Question

I was playing around with dilogarithms and numerically found the following dilogarithm identity:

$$\text{Li}_2\left(\frac{2 m}{m^2+m-\sqrt{((m-3) m+1) \left(m^2+m+1\right)}-1}\right)$$ $$-\text{Li}_2\left(\frac{m^2+m-\sqrt{((m-3) m+1) \left(m^2+m+1\right)}-1}{2 m^2}\right)$$ $$+\text{Li}_2\left(\frac{2 m^2}{(m-1) m+\sqrt{((m-3) m+1) \left(m^2+m+1\right)}+1}\right)$$ $$-\text{Li}_2\left(\frac{1}{2} \left((m-1) m+\sqrt{((m-3) m+1) \left(m^2+m+1\right)}+1\right)\right)$$ $$-\log(m)\log \left(-m^2-\sqrt{((m-3) m+1) \left(m^2+m+1\right)}+m-1\right)$$ $$+2\log(m)\log \left(\frac{m^2-\sqrt{((m-3) m+1) \left(m^2+m+1\right)}+m-1}{m^{3/2}}\right)$$ $$+\log(m)\left(\log(m)+i\pi -\log(2)\right)=0$$

where m is a real number in a neighborhood of 1 (such that the square root is real). For those who use mathematica, please copy below

expr = Log[ m] (I [Pi] - Log[2] + Log[m] - Log[-1 + m - m^2 - Sqrt[(1 + (-3 + m) m) (1 + m + m^2)]] + 2 Log[(-1 + m + m^2 - Sqrt[(1 + (-3 + m) m) (1 + m + m^2)])/m^( 3/2)]) + PolyLog[2, ( 2 m)/(-1 + m + m^2 - Sqrt[(1 + (-3 + m) m) (1 + m + m^2)])] - PolyLog[2, (-1 + m + m^2 - Sqrt[(1 + (-3 + m) m) (1 + m + m^2)])/( 2 m^2)] + PolyLog[2, (2 m^2)/( 1 + (-1 + m) m + Sqrt[(1 + (-3 + m) m) (1 + m + m^2)])] - PolyLog[2, 1/2 (1 + (-1 + m) m + Sqrt[(1 + (-3 + m) m) (1 + m + m^2)])]

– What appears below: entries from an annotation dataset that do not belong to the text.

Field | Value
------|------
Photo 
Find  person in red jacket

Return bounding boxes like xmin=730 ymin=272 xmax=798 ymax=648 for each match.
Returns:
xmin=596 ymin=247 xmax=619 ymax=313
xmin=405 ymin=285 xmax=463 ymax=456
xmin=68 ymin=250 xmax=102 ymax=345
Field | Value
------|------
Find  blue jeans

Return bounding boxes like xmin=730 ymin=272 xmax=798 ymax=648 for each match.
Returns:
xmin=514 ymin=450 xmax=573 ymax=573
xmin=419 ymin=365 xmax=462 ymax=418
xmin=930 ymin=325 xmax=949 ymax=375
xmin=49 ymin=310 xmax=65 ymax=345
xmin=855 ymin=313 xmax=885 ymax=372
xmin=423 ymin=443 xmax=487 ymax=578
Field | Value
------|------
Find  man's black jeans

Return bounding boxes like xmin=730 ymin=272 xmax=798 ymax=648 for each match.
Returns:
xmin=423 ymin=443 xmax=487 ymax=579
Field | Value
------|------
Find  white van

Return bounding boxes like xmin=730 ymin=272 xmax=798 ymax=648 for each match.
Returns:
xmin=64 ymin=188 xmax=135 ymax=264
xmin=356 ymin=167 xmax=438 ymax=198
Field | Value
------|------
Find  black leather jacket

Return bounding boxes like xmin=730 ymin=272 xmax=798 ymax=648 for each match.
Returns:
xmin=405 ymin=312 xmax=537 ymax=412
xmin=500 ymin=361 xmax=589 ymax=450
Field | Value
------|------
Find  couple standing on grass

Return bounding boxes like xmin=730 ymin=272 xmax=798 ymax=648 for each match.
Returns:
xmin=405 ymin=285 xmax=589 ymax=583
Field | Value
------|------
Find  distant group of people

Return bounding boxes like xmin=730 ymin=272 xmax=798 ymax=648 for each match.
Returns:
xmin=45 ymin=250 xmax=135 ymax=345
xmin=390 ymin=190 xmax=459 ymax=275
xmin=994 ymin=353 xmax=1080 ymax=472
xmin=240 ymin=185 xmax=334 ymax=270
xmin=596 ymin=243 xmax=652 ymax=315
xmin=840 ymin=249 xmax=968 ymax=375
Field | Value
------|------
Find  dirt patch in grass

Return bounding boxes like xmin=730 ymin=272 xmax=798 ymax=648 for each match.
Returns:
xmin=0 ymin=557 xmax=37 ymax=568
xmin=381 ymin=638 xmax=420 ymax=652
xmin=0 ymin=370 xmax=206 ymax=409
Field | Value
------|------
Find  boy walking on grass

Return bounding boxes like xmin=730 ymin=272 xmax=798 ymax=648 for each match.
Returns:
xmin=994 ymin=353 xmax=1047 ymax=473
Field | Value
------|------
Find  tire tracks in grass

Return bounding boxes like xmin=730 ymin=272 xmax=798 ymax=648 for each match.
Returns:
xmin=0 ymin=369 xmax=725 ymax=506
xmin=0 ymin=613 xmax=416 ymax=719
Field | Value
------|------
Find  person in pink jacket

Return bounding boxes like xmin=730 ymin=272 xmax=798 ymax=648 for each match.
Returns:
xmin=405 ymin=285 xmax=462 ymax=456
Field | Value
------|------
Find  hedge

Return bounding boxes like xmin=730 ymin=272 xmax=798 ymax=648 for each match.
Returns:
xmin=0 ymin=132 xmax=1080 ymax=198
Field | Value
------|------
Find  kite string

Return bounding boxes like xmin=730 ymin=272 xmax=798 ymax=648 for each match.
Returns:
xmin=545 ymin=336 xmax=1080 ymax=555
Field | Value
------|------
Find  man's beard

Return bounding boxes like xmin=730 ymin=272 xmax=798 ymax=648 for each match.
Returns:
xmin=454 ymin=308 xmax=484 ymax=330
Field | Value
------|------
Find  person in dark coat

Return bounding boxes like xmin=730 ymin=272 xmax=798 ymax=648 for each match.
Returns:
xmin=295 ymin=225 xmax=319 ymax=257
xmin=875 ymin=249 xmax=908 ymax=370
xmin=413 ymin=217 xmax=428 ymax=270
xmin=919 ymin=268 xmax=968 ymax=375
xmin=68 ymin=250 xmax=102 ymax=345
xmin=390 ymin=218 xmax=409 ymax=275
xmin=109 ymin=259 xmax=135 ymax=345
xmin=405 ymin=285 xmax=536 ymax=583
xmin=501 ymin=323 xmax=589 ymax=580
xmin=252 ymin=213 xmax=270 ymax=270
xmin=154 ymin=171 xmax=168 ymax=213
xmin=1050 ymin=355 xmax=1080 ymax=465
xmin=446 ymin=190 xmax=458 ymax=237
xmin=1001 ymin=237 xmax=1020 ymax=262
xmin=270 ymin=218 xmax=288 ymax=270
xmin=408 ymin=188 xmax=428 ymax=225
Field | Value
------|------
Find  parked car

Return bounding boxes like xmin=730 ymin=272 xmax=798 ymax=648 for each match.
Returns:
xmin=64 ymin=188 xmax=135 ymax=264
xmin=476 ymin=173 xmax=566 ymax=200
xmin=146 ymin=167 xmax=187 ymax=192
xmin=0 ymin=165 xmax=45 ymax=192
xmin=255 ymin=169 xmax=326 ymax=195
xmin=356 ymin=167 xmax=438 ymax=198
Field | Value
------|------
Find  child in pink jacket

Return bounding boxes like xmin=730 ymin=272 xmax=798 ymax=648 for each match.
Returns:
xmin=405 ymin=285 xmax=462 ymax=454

Does anybody have any idea how to prove this?

Answer 1

It looks to me like you don't even need the five-term identities. If I denote the arguments of your dilogarithms by $a_1$, $a_2$, $a_3$ and $a_4$ I find that $(1-a_1) a_4 = 1$ and $a_2 a_3 = -1 + a3$. Then I think using the simple formulas $$ \text{Li}_2(z)=-\text{Li}_2(1-z)-\log (1-z) \log (z)+\frac{\pi ^2}{6}, $$ and $$ \text{Li}_2(z)=-\text{Li}_2\left(\frac{1}{z}\right)-\frac{1}{2} \log ^2(z)-\frac{\pi ^2}{6} $$ should be enough (but some care is needed when placing the branch cuts).

Answer 2

All functional (i.e., depending on a parameter) relations are known to be a consequence of the 5-term relation of the dilogarithmic function; see [D. Zagier, The dilogarithm function, in: Frontiers in Number Theory, Physics and Geometry II, P. Cartier, B. Julia, P. Moussa, P. Vanhove (eds.), Springer-Verlag, Berlin-Heidelberg-New York (2006), 3-65]. In your case, I would suggest to compare first the derivatives w.r.t. $m$ and then use the fact that your identity is true for a particular value of $m$ (for example, $m=0$).